Notablemente influida por Jim Morrison, Jimi Hendrix, o Los Rolling Stones, Patti dio el gran salto cuando publicó su álbum debut Horses, en 1975, producido por John Cale, uno de los fundadores de The Velvet Underground. El disco constituyó un desafío desde que abre con aquel verso de “Jesús murió por los pecados de alguien, pero no por los míos” y fue un punto de quiebre en la contracultura con canciones como Gloria, Free Money o Redondo Beach. Por otro lado, el álbum alcanzó una connotación mítica gracias también a su foto de portada, tomada por el influyente Robert Mapplethorpe.
En ella aparece una Patti Smith con una provocadora figura en la que no se puede delimitar si es hombre o mujer, alejándose así de los cánones implantados por las rock star de vidriera, que explotaban su sensualidad para enganchar al público y hacerle sin tapujos guiños al corporativismo con el fin de vender más discos. Con Horses sentó las bases de un estilo inédito hasta entonces y fue proclamada definitivamente en los altares del rock como la madrina del punk.

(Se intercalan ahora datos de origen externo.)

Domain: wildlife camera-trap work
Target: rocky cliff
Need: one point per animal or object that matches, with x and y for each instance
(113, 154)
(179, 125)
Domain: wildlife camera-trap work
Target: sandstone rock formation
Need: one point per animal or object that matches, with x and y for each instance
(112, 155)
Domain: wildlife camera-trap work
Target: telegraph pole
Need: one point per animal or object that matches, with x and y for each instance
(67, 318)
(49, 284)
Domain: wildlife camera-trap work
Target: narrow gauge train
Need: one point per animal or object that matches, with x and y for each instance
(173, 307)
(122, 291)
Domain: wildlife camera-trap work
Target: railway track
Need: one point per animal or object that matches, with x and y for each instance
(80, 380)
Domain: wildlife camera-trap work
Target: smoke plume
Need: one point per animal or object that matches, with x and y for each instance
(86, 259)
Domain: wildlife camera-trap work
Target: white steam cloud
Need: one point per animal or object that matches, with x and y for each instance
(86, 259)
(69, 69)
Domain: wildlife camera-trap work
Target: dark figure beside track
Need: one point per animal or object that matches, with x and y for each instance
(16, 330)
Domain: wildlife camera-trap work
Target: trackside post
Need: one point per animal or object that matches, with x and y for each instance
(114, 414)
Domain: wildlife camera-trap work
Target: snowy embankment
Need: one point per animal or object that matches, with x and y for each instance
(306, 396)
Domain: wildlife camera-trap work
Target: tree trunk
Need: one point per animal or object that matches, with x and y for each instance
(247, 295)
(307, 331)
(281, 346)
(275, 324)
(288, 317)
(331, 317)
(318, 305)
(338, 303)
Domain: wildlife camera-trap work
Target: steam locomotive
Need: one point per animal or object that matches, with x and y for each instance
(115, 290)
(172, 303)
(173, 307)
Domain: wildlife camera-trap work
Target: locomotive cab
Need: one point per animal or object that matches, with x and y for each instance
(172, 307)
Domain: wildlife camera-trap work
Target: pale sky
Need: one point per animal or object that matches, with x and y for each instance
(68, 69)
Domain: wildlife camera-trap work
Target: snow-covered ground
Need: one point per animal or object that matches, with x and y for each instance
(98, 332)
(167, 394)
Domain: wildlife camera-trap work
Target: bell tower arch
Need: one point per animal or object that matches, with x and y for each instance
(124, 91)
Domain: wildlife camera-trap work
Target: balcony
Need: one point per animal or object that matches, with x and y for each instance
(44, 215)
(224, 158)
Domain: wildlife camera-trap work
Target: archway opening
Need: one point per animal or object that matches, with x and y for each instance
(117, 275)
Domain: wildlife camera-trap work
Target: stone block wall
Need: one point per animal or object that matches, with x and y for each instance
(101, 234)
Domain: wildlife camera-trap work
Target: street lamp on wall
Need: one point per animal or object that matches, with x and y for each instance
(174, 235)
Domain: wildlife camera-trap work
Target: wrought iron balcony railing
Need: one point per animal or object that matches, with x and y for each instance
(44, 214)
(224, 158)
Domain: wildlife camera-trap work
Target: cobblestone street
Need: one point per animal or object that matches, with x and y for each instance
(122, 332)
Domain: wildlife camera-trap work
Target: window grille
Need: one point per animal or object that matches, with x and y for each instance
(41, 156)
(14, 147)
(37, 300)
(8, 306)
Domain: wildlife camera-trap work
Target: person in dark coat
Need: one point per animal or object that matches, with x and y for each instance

Ya destapada la caja de pandora, Patti publicaría luego en la década del 70 tres discos que cargaban con historias que mostraban la cara b de la sociedad estadounidense, como Radio Ethiopia (1976), Easter (1978) y Wave (1979).
Tras un periodo de retiro espiritual con su esposo, el guitarrista Fred “Sonic” Smith, de los MC5, la madrina del punk volvió a los escenarios en los años 90, publicando, entre otros, discos como Gone Again ( 1996) y Peace and Noise (1997) y Banga (2012).
En el presente, La Smith, de 69 años, que en el 2005 obtuvo la distinción de Comendadora de la Orden de las Artes y las Letras de Francia, y en el 2007 entró en el Salón de la Fama del Rock, continúa dando muestras de lo que es ser una verdadera representante de punk sin artificios ni impostaciones, como se podrá ver en la gira mundial que anunció el pasado año para celebrar los 40 años de Horses, el disco que la hizo despegar desde las profundidades hacia el olimpo del rock.
Como anécdota, podemos mencionar que Patti Smith estuvo cerca en una ocasión de llegar a Cuba como invitada al festival Peace and Love, según me comentó X Alfonso en una conferencia de prensa, pero los trámites al final no se llegaron a concretar. No obstante, quizás alguien pueda decirle a la madrina del punk que en Cuba cuenta con no pocos seguidores, sobre todo aquellos con una vida anterior al rock cocinado en los grandes almacenes y al punk corporativizado. De todos modos ahí permanece su música que, entre otras cosas, enseñó que las mujeres no son segundas de nadie cuando se trata de arder en el fuego del punk y de llevar en las venas las iluminaciones de Arthur Rimbaud.